Severe hunger slides towards famine in the Horn of Africa
UN agencies are warning that severe hunger is sliding towards famine-like conditions in the Horn of Africa, particularly in Somalia, as four consecutive years of drought have wiped out people’s ability to grow the crops they need. they need for food.
The World Food Program reports that up to 22 million people in Ethiopia, Kenya and Somalia are facing severe starvation. It says starvation and the death of millions of livestock have forced more than 7 million people to leave their homes in search of food, water and pasture for their livestock.
The WFP warns that these numbers are likely to rise and conditions will continue to deteriorate as low rainfall is forecast for the fifth consecutive year.
WFP’s Regional Director for East Africa, Michael Dunford, recently returned from a visit to Somalia and northern Kenya.
Speaking from the Kenyan capital, Nairobi, Dunford said he was particularly struck by the dire situation in Somalia where more than 7 million people are facing a humanitarian crisis. He says it is the worst situation he has seen in his 21 years working for the WFP.
“We have a real risk of starvation. It has yet to be declared, but there are already more than 200,000 people in near-famine conditions, catastrophic levels of food insecurity, with another 1.4 [million] on the edge. So unless we are able to continue advocating to raise funds, to scale up our operations, we will, I fear, have a famine to deal with,” he said.
Dunford says the specter of the 2011 famine in Somalia, which killed 250,000 people, half of them children, hangs over this current crisis. He says WFP is expanding to reach 8.5 million people in Djibouti, Ethiopia, Kenya and Somalia. He says $416 million is needed to provide vital aid for the rest of the year.
Malnutrition remains high in the Horn of Africa. The United Nations Children’s Fund reports that 10 million children under the age of five suffer from acute malnutrition. He adds that nearly 1.8 million people face severe wasting, a life-threatening condition.
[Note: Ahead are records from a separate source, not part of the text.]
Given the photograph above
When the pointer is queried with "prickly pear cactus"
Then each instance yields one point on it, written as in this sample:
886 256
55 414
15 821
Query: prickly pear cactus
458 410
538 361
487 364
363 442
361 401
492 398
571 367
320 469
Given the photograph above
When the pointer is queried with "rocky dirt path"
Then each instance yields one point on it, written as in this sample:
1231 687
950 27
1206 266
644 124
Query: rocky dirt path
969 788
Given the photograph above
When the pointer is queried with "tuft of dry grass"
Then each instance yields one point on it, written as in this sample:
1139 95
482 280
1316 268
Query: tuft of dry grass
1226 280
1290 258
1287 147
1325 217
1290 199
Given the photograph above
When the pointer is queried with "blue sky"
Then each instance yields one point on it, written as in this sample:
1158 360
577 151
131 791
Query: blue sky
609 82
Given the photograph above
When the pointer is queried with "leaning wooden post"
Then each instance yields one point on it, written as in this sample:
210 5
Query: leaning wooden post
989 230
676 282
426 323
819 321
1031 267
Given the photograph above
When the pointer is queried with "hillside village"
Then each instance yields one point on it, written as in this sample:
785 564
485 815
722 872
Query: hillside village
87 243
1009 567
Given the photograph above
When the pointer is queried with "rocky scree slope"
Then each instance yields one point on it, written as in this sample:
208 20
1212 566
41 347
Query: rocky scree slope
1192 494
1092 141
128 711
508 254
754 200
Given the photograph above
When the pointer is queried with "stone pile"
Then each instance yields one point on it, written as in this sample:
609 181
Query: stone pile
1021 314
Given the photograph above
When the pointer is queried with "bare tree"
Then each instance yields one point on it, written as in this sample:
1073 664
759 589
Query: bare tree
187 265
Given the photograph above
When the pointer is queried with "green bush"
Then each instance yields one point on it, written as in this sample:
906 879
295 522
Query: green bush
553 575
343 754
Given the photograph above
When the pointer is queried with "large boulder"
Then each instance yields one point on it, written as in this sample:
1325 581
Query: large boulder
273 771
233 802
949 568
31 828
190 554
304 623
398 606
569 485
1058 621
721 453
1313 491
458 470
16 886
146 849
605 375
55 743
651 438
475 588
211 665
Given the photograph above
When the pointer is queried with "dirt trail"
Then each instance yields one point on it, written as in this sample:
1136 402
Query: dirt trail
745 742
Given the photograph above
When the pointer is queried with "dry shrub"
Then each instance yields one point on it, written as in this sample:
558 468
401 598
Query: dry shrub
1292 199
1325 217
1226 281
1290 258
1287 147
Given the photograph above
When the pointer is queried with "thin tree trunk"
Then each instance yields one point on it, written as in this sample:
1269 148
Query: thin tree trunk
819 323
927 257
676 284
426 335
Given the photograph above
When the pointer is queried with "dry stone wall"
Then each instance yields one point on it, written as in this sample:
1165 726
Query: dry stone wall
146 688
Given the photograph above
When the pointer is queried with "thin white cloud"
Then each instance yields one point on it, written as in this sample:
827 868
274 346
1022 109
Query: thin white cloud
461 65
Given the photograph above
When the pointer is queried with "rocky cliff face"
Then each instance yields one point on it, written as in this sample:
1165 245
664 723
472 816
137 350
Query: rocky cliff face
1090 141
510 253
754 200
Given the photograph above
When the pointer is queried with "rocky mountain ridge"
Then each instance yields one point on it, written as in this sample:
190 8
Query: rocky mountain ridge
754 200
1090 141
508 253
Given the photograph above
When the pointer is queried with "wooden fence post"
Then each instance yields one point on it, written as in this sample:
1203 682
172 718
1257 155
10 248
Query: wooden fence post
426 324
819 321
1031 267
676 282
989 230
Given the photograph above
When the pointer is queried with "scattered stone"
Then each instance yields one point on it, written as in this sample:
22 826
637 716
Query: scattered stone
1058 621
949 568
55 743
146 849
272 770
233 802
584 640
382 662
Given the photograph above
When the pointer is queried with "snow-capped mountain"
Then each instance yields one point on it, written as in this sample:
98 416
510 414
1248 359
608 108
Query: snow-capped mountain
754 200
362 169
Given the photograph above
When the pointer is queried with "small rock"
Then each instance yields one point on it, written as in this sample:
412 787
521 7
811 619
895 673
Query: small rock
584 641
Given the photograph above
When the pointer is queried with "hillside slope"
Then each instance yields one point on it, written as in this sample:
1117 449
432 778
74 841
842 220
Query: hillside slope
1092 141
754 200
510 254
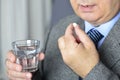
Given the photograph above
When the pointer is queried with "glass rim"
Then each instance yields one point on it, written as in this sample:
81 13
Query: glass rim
25 41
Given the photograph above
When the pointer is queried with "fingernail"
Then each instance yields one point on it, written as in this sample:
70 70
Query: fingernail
74 24
28 75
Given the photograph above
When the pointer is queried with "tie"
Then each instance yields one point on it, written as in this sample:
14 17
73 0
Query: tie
95 36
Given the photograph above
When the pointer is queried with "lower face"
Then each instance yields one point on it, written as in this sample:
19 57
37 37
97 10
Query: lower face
96 12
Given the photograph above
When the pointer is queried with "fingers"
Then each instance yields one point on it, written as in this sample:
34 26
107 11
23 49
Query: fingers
19 75
69 34
11 56
41 56
14 70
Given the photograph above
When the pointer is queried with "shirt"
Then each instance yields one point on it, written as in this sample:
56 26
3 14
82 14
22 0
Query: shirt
104 29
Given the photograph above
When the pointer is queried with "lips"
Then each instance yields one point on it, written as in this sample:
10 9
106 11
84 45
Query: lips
86 8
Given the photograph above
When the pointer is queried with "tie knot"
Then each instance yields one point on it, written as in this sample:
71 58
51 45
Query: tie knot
95 35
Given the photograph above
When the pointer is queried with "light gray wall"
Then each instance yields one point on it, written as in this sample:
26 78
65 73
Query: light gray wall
61 9
21 19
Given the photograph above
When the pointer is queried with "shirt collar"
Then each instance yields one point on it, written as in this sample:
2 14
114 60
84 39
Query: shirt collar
104 28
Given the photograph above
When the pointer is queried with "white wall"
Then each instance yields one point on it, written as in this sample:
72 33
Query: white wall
21 19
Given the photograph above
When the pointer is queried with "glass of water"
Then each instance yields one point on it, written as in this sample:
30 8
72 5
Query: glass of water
27 52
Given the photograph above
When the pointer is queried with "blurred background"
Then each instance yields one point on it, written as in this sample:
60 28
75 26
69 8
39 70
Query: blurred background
27 19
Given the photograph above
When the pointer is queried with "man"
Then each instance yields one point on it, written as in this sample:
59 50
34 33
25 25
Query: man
77 56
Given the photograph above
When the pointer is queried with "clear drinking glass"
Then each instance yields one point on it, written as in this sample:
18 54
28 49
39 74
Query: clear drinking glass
27 52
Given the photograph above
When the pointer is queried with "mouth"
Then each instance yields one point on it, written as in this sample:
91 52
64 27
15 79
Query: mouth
86 7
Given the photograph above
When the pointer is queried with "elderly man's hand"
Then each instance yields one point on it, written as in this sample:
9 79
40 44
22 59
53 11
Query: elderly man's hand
78 51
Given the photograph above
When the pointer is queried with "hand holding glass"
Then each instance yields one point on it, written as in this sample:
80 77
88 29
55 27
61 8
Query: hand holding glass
26 52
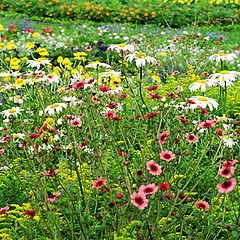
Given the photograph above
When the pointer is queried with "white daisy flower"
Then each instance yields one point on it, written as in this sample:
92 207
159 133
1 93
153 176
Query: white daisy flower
140 58
58 107
201 84
10 74
224 76
223 56
12 112
97 64
37 63
227 141
203 102
122 47
18 136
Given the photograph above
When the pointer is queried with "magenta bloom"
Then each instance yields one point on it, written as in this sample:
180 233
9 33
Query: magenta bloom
53 197
149 189
164 186
202 205
167 155
99 183
154 168
207 124
227 186
76 122
191 138
139 200
226 172
163 136
4 210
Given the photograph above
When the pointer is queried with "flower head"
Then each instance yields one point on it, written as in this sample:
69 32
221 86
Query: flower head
139 200
154 168
227 186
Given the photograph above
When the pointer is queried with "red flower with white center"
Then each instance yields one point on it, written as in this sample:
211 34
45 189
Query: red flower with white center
51 173
149 189
4 210
207 124
182 119
229 163
191 138
104 88
76 122
139 200
53 197
152 96
30 213
226 172
164 186
163 136
77 85
227 186
154 168
152 88
202 205
167 155
99 183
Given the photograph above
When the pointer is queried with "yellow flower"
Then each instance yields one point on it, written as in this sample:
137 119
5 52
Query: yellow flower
156 78
60 59
35 35
11 46
30 45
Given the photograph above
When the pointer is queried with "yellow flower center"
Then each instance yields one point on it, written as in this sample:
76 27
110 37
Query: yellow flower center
224 72
202 81
203 99
54 105
12 111
140 55
122 45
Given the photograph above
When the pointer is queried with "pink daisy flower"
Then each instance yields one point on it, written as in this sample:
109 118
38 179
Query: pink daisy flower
167 155
164 186
226 172
4 210
207 124
202 205
149 189
76 122
139 200
227 186
154 168
191 138
99 183
163 136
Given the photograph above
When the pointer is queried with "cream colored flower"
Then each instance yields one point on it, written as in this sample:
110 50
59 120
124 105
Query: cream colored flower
201 84
223 56
203 102
58 107
12 112
140 59
121 47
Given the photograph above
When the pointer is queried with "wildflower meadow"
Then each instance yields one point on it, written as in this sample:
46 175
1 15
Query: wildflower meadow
119 120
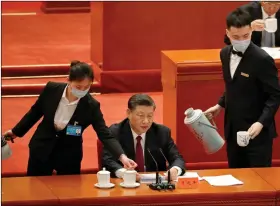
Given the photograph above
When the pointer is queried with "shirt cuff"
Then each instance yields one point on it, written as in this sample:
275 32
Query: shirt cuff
179 170
119 172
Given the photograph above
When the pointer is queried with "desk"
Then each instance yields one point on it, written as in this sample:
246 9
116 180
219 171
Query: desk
80 190
272 176
193 78
26 191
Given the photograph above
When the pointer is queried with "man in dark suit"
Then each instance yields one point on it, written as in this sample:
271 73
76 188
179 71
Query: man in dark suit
252 95
67 110
260 11
138 135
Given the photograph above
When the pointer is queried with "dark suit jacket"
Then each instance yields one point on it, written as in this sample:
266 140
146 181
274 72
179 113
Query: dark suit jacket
254 8
45 137
253 95
158 136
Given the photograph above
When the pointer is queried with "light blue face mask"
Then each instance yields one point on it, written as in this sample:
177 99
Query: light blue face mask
79 93
242 45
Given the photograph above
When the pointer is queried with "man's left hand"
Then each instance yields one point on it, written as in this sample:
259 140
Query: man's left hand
255 129
127 163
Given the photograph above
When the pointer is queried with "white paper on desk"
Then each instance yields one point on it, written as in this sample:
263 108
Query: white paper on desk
189 174
273 52
222 180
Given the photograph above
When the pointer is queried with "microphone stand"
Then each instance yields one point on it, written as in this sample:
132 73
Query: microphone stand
158 185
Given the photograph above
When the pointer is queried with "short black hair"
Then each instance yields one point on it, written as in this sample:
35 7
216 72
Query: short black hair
79 71
140 100
238 18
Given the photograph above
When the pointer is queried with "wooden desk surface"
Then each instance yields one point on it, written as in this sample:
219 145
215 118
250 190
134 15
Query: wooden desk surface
196 56
29 190
270 175
80 190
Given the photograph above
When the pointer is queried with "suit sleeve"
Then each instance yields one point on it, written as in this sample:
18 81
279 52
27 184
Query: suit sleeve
268 76
221 101
173 155
104 134
32 116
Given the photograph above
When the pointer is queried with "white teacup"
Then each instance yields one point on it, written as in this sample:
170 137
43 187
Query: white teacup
129 177
103 177
243 138
270 25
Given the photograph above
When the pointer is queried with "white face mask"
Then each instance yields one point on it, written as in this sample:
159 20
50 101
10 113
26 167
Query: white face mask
241 45
79 93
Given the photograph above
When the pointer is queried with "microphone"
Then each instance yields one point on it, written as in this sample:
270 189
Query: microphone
157 175
6 151
168 172
167 165
169 184
158 185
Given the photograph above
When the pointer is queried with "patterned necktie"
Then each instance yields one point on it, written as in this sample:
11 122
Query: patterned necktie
139 155
267 39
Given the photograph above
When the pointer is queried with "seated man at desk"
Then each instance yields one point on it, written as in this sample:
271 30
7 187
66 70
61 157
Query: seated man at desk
139 135
260 11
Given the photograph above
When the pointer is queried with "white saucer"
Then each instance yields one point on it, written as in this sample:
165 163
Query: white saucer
136 184
110 185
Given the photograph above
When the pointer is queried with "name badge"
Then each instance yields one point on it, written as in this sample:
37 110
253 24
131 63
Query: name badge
73 130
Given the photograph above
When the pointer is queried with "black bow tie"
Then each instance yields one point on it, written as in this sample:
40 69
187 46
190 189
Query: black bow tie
237 53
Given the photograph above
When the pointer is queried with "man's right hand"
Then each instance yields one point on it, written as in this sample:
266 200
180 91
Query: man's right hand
258 25
213 111
9 135
127 163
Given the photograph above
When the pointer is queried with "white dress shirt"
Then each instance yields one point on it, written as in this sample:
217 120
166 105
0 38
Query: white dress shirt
234 62
265 16
64 111
119 173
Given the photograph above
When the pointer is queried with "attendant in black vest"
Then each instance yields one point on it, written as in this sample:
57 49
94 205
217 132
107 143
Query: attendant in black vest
252 95
67 110
137 134
259 12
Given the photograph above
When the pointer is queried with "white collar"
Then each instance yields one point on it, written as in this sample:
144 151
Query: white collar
265 15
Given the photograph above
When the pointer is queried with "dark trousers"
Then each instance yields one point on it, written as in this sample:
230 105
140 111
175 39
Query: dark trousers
258 153
64 159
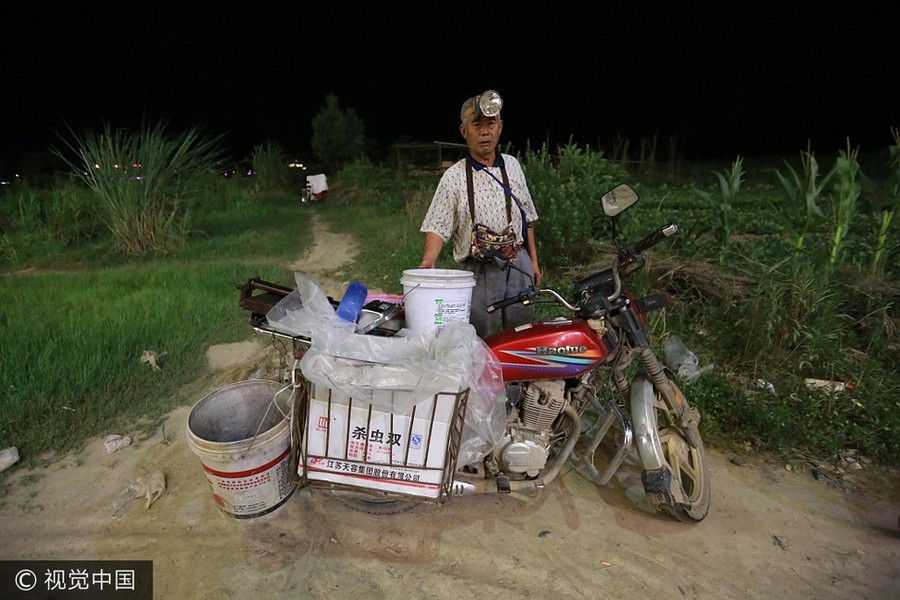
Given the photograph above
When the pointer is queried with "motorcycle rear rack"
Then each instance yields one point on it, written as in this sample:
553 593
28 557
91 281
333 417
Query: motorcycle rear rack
345 462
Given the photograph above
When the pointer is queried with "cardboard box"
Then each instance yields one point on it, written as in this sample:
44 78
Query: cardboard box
353 443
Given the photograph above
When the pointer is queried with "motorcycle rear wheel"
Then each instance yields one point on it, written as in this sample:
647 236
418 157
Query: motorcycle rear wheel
369 504
688 465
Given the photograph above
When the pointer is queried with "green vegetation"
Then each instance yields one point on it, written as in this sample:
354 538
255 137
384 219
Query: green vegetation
775 279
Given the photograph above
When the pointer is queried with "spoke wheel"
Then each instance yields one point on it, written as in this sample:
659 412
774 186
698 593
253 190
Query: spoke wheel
689 500
372 505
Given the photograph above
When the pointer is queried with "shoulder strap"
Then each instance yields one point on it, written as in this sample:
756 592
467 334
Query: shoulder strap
471 191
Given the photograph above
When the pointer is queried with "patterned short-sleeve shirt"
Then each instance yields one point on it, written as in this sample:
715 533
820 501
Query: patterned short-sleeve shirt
448 216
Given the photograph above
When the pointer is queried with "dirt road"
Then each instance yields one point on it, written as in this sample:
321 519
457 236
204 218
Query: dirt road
771 533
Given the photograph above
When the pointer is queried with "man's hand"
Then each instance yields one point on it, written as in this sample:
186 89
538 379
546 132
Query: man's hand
433 245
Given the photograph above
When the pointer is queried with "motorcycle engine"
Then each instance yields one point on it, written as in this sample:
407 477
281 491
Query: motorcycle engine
525 448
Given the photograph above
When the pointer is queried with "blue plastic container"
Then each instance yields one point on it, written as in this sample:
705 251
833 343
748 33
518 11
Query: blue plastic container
350 306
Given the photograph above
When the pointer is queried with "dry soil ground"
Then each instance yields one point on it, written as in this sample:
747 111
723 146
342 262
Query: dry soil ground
771 532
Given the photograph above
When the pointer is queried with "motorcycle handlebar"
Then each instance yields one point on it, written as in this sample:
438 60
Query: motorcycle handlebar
523 297
627 254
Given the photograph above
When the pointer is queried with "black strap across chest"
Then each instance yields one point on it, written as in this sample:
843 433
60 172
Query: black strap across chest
471 189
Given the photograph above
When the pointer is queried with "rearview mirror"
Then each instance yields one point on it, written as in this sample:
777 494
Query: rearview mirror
618 199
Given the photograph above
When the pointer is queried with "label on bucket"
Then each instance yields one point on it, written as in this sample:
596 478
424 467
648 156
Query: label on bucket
255 492
434 298
447 312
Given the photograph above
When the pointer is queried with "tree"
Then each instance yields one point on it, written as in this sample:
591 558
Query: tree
338 135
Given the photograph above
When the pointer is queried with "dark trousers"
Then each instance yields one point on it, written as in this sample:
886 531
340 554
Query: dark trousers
492 284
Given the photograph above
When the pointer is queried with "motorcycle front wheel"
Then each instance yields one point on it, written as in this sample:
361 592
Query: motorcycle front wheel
369 504
677 481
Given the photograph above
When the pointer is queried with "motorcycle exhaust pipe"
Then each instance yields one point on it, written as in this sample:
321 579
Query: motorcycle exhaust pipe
503 485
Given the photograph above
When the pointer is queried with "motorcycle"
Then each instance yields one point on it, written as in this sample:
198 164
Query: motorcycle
568 386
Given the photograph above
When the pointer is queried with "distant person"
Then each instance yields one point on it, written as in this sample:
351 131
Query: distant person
485 189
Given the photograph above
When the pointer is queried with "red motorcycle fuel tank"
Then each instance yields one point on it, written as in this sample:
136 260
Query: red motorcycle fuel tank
547 350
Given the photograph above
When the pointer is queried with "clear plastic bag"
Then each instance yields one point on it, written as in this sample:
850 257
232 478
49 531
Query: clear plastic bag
395 373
UNICEF spokesman James Elder said millions of children in the Horn of Africa are literally one disease away from disaster.
“When you have these terrifying levels of severe acute malnutrition in children – and it’s 1.8 million of these children in this state right now in the Horn, 1.8 million when you have it – and then you combine it with a simple epidemic in [a] a disease like cholera, like diarrhoea, then you see infant mortality rates rising at a petrifying rate,” he said.
Elder notes that the number of people without access to clean water in the region has risen from nine million in February to 15 million now.
UNICEF has revised its emergency appeal from $119 million to nearly $250 million. This reflects the growing needs in the region.